Fibrosis is a common feature of many chronic progressive diseases such as hepatitis C, Diabetic kidney disease, several forms of lung diseases, and congestive heart failure. The excess synthesis and accumulation of collagen in the heart, liver, lung or kidney ultimately lead to organ failure. While there are currently no effective antifibrotic therapies available recent advances in our understanding of the common underlying features of fibrosis has lead to several promising therapeutic approaches entering clinical trials. Currently several major biotech (Genzyme, Fibrogen, Biogen-idec, Intermune) are pursuing treatments for fibrosis targeting collagen synthesis.

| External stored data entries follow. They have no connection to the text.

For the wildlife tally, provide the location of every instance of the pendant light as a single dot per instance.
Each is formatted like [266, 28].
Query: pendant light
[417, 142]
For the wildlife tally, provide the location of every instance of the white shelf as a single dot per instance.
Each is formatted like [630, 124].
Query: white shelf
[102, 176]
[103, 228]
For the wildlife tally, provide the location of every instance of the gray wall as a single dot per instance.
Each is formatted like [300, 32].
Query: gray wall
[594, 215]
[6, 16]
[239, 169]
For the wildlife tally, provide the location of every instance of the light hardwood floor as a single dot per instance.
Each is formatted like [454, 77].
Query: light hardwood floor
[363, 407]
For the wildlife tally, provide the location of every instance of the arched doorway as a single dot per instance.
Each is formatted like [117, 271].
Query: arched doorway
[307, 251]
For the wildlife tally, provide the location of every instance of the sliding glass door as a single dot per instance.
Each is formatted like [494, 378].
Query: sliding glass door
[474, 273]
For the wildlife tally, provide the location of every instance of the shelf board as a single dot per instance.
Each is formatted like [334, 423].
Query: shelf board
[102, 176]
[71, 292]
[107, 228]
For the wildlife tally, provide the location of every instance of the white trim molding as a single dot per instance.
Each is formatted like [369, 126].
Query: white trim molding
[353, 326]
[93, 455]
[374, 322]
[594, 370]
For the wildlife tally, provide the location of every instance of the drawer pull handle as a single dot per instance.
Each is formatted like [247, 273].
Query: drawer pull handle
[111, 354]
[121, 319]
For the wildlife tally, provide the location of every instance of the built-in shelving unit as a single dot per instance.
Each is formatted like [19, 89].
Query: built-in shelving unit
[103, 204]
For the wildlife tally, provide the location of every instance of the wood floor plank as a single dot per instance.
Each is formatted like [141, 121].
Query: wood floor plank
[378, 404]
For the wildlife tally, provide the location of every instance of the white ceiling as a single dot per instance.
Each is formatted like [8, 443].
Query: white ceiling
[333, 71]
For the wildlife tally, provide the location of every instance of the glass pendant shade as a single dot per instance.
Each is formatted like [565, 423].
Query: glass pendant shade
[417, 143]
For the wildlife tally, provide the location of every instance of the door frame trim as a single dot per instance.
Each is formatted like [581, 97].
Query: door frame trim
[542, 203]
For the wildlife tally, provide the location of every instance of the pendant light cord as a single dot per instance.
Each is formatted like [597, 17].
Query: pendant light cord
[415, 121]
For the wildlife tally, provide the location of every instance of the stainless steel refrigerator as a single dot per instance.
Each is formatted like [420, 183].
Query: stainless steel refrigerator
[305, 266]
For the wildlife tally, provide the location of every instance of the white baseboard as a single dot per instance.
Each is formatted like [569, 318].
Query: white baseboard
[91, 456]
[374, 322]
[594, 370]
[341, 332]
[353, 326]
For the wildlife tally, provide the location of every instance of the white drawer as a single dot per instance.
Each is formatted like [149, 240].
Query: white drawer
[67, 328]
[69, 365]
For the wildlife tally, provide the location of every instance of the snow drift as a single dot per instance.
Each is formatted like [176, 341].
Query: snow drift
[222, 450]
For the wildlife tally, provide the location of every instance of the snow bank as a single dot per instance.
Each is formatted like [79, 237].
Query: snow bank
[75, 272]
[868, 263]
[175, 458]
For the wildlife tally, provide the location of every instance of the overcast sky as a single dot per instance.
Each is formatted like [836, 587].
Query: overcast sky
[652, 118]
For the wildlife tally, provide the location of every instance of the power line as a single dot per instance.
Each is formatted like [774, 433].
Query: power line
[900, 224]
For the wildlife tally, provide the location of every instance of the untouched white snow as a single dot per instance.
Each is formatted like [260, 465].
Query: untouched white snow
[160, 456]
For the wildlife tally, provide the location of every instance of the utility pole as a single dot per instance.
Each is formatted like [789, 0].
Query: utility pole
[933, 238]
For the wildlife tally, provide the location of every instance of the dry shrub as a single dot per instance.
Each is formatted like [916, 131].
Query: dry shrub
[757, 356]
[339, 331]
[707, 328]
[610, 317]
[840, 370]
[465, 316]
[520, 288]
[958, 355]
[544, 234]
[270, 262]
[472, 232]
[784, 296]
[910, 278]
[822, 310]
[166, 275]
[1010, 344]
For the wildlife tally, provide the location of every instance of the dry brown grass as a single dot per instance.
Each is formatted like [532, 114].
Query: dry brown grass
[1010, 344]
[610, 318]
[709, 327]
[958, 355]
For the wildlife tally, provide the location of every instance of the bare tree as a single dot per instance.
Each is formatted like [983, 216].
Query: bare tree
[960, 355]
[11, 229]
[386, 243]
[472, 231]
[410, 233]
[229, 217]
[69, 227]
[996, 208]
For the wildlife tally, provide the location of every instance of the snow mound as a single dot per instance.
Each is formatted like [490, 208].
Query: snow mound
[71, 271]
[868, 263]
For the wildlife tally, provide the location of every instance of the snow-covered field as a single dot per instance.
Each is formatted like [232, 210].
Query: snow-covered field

Osteoarthritis and collagen synthesis
Osteoarthritis is caused by the breakdown and loss of the cartilage of the joints. Cartilage "cushions" the bones of the joints. Aging and obesity are major risk factors. Inflammation increases the symptoms.

Loss of articular cartilage function and mass is the hallmark of OA. Promoting the regeneratioin of collagen and glucosaminoglycans in articular cartilage may slow or reverse this debilitating disease.

Fibrosis
Increased collagen synthesis is the hallmark of fibrosis, and inhibiting tissue specific collagen synthesis is a major therapeutic target for the treatment of all fibrotic diseases.

Drug screening and development with KineMed
The KineMed technology accurately measures glucosaminoglycan and collagen synthesis in the joint space, lung, kidney, and liver tissues, an excellent marker for these disease pathway.

KineMed technology uses stable isotope labeling and mass spectrometric analysis to measure cell proliferation and matrix component turnover, simultaneously, in both cartilage explants and animal models. No other method measures kinetic changes in these parameters.

The test provides unique measures of disease activity and is applicable to both monitoring disease progression and measuring the efficacy of treatments. Most importantly, these measures detect changes earlier than other methods.